Otro dato que desde el comentario del rey nos permite afirmar que estamos frente a una época pre-moderna, es la aparición de lo que consideramos la todavía vigente creencia en la mitología, la que es avalada en esta frase: “El mar tiene su dios y las nubes predicen el porvenir”. Un comentario como éste sólo puede corresponder a una época temprana, en la que las creencias populares se hallan bien arraigadas. La escritura es asociada en él a la lectura de signos naturales, se trata de un arte adivinatorio que interpreta en el entorno que le rodea la voz de los dioses: “el mar tiene su dios”, su propio dios, lo que nos habla de un politeísmo originario. En esta época, la escritura es una ciencia de lo oculto, como la alquimia y la hechicería, su propósito es establecer una relación entre los dioses y los mortales. Por último el rey dice que ese poema resguarda y contiene toda la poesía de Irlanda, y que si su literatura se perdiera bastaría ese poema para reconstruirla. Esto nos señala en qué medida el poema es deudor de las tradiciones que anteceden al poeta. Es claro que si se puede prescindir de toda la literatura de un país, a merced de un solo poeta, la obra de éste debe contener todo aquello anterior a él, debe ser un resumen o un compendio de todo lo escrito con anterioridad.

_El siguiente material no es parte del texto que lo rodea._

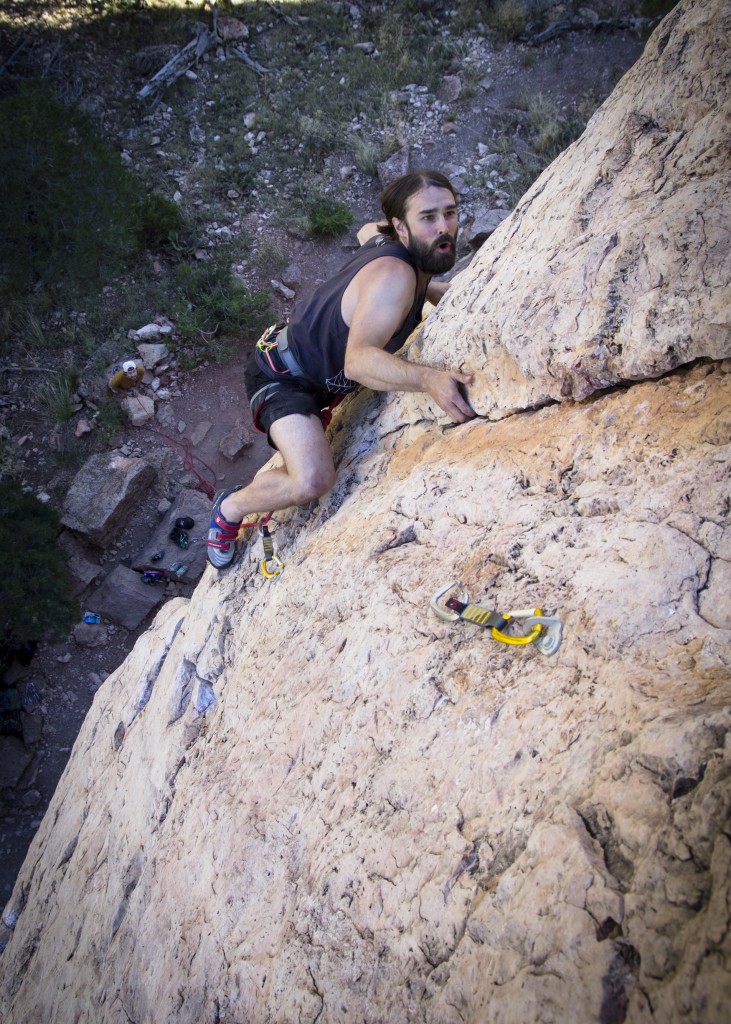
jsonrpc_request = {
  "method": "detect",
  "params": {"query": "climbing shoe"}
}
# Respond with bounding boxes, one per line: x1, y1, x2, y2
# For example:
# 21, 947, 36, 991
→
207, 484, 243, 569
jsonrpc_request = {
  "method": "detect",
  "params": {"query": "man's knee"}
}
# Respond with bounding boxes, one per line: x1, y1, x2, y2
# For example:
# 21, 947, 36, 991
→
295, 466, 335, 505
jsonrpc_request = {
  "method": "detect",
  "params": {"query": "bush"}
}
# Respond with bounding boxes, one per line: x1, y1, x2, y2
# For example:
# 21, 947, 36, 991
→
0, 481, 79, 644
137, 193, 187, 249
307, 199, 353, 239
0, 82, 186, 313
175, 260, 272, 358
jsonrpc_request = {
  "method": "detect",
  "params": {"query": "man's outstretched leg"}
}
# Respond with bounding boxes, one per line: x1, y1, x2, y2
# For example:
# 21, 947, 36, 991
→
208, 414, 335, 569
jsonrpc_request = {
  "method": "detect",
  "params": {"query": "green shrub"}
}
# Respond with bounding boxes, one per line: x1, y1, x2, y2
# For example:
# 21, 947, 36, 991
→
0, 481, 79, 644
95, 398, 124, 444
0, 83, 146, 301
175, 259, 272, 348
33, 374, 76, 423
137, 193, 187, 249
485, 0, 528, 43
307, 197, 353, 239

Luego de la aprobación de la obra, el rey le hace al poeta una reconvención; si bien el poema ha cumplido con éxito lo propuesto, el rey se siente algo insatisfecho, el poema no ha producido lo que él esperaba, que la gente se emocionara, se conmocionara; que la sola lectura del poema fuese una invitación a la batalla. El rey premia al poeta con un espejo de plata, sin embargo le ordena que dentro de un año le presente otro poema.
Notas:
[1] En J.L. Borges, El libro de Arena, Obras Completas, T. III, EMECÉ, Editores, 1996.

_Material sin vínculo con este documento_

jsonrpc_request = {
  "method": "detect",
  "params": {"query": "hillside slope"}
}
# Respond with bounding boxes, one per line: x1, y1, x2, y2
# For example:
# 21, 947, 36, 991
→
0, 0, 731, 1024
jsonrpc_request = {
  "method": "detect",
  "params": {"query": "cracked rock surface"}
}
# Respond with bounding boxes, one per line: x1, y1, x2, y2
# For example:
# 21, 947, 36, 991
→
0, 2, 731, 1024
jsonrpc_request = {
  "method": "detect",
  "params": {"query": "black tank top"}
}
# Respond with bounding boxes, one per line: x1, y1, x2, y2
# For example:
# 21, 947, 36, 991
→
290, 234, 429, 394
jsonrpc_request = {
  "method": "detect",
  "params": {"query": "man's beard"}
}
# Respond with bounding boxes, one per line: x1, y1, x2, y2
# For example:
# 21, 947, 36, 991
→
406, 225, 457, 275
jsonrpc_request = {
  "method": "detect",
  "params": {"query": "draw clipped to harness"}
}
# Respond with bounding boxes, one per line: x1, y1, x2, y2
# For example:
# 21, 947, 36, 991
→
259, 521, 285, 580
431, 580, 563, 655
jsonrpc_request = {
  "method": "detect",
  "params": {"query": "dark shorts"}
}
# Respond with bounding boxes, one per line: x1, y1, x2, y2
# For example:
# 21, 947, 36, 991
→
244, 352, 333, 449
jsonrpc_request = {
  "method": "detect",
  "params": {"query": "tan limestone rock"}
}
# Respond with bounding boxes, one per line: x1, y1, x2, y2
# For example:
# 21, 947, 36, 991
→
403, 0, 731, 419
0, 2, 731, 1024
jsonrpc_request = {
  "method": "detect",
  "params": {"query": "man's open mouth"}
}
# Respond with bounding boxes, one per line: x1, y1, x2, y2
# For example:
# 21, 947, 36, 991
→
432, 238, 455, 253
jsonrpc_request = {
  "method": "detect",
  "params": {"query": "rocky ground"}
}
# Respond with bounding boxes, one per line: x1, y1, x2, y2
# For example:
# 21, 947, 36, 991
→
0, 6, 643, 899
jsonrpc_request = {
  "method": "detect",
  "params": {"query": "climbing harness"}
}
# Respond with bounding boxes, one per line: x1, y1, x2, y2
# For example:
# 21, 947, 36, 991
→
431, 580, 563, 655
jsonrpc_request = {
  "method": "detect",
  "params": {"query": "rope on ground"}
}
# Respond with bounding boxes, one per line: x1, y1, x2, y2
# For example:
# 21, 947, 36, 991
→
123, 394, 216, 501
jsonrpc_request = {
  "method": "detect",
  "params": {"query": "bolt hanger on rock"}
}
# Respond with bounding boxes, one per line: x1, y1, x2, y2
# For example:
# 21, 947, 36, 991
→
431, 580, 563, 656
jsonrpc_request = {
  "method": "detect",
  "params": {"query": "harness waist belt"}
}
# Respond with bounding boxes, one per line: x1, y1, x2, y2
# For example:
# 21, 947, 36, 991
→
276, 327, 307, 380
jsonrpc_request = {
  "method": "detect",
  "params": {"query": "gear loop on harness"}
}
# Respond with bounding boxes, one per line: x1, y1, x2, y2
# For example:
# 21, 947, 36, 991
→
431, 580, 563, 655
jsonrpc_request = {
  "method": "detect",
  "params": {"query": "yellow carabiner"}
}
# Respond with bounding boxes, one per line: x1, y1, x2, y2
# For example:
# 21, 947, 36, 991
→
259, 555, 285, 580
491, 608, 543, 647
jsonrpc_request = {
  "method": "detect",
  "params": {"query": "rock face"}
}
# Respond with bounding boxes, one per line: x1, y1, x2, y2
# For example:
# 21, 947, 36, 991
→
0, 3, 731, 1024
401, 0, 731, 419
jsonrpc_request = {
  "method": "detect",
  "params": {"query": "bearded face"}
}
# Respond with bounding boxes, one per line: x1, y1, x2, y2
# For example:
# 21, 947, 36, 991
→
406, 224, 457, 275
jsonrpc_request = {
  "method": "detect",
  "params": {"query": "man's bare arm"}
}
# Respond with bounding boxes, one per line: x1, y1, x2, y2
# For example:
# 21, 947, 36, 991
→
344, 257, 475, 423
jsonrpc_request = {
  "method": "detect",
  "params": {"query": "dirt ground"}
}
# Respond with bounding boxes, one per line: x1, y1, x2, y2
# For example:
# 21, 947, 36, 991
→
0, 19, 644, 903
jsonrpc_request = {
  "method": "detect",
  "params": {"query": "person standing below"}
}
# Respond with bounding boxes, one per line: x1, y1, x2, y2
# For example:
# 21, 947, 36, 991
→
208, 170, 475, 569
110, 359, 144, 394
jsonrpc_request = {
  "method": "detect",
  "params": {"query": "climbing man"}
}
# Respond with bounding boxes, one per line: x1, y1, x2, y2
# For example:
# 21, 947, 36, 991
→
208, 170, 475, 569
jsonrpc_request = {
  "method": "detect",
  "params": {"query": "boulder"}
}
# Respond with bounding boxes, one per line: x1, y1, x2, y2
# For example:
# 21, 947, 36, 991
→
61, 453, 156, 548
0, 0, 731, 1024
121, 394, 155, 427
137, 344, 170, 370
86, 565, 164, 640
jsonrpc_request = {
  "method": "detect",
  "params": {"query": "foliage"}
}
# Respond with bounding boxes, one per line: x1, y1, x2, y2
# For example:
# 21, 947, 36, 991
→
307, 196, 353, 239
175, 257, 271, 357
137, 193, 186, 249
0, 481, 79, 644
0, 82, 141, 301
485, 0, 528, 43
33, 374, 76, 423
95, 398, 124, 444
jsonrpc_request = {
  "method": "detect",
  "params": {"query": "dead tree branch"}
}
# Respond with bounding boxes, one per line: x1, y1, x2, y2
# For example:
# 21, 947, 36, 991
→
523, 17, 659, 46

[2] Cf. R. Barthes, El susurro del lenguaje, Paidós Comunicación, 1994, pág. 36.
[3] Cf. J.L. Borges, “La Metáfora”, en Historia de la eternidad, Obras Completas, T. I, EMECÉ Editores, 1996.
[4] Cf. J.L. Borges, “La doctrina de los ciclos”, en El oro de los tigres, Obras Completas, T. II. EMECÉ, Editores, 1996.
[5] Hay distintos modos de que un texto se mantenga vigente y se multiplique: traducciones, citas, referencias, etc., no hacen más que invocar y convocar, la presencia ausente del texto original.
[6] Cf. J.L. Borges, “Las kenningar”, en Historia de la eternidad, op. cit.
[7] Esta situación queda magistralmente expuesta en “El otro”, en El libro de arena, op. cit. Allí se narra el encuentro a orillas de un río entre dos Borges: aquel que fue en su juventud y otro Borges maduro.